Thanks for looking into this. What I believe you are saying is that
the root cause is that earlier patch, but it is still something about
the patch "jbd2: recheck chechpointing non-dirty buffer" which is
changing the timing enough that we're hitting this buffer (because
without the "recheck checkpointing" patch, I'm not seeing the NULL
pointer dereference.
As far as the e2fsck bug that was causing it to hang in the ext4/adv
test scenario, the patch was a simple one, and I have also checked in
a test case which was a reliable reproducer of the problem. (See
attached for the patches and more detail.)
It is really interesting that "recheck checkpointing" patch is making
enough of a difference that it is unmasking these bugs. If you could
take a look at these changes and perhaps think about how this patch
series could be changing the nature of the corruption (specifically,
how symlink inodes referenced from inline directories could be
corupted with "rechecking checkpointing", thus unmasking the
e2fsprogs, I'd really appreciate it.
Thanks,
- Ted
[-- Attachment #2: 0001-e2fsck-fix-handling-of-a-invalid-symlink-in-an-inlin.patch --]
[-- Type: text/x-diff, Size: 1608 bytes --]

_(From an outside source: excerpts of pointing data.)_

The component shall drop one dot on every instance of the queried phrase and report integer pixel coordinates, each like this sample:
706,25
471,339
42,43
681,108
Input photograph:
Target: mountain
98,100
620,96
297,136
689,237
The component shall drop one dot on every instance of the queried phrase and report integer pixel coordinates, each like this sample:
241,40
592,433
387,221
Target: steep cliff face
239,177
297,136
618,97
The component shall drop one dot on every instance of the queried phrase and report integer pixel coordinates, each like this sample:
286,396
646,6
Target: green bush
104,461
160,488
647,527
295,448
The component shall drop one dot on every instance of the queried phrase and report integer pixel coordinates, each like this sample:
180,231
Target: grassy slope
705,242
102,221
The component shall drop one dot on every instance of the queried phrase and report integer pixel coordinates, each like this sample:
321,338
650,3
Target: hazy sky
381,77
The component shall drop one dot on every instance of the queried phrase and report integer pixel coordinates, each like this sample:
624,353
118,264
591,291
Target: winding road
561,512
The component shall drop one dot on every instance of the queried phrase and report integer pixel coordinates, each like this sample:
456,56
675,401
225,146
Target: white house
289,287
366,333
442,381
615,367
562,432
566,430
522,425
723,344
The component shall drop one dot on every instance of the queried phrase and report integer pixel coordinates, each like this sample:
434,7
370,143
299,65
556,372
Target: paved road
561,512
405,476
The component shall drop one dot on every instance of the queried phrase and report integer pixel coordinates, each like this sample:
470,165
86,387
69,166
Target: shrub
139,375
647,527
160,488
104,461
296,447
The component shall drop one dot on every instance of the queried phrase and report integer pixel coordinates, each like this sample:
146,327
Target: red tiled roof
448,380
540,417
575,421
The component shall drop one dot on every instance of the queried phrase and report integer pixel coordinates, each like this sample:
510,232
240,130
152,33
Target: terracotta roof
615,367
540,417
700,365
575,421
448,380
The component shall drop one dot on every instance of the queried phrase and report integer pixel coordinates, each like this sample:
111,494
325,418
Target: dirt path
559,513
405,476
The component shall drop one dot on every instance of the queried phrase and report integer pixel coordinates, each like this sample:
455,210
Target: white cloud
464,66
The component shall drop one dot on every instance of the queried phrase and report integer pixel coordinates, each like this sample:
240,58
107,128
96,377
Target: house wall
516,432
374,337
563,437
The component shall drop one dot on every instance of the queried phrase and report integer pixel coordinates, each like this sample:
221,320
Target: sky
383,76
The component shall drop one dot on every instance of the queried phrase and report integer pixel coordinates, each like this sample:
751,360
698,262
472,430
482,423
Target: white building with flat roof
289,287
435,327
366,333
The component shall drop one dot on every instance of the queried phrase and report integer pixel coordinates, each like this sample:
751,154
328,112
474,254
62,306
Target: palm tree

From 8798bbb81687103b0c0f56a42b096884c6032101 Mon Sep 17 00:00:00 2001
From: Theodore Ts'o <tytso@mit.edu>
Date: Wed, 14 Jun 2023 14:44:19 -0400
Subject: [PATCH 1/2] e2fsck: fix handling of a invalid symlink in an
inline_data directory
If there is an inline directory that contains a directory entry to an
invalid symlink, and that invalid symlink is the portion of the inline
directory stored in an xattr portion of the inode, this can result in
a buffer overrun.
When check_dir_block() is handling the in-xattr portion of the inline
directory, it sets the buf pointer to the beginning of that part of
the inline directory. This results in the scratch buffer passed to
e2fsck_process_bad_inode() to incorrect, resulting in a buffer overrun
if e2fsck_pass1_check_symlink() needs to read the symlink target (when
the symlink is too long to fit in the i_blocks[] space).
This commit fixes this by using the original cd->buf instead of buf,
since it can get modified when handling inline directories.
Fixes: 0ac4b3973f31 ("e2fsck: inspect inline dir data as two directory blocks")
Signed-off-by: Theodore Ts'o <tytso@mit.edu>
---
e2fsck/pass2.c | 2 +-
1 file changed, 1 insertion(+), 1 deletion(-)
diff --git a/e2fsck/pass2.c b/e2fsck/pass2.c
index 47f9206f..42f3e5ef 100644
--- a/e2fsck/pass2.c
+++ b/e2fsck/pass2.c
@@ -1523,7 +1523,7 @@ skip_checksum:
dirent->inode)) {
if (e2fsck_process_bad_inode(ctx, ino,
dirent->inode,
- buf + fs->blocksize)) {
+ cd->buf + fs->blocksize)) {
dirent->inode = 0;
dir_modified++;
goto next;
--
2.31.0
[-- Attachment #3: 0002-tests-add-test-for-handling-an-invalid-symlink-in-an.patch --]
[-- Type: text/x-diff, Size: 3922 bytes --]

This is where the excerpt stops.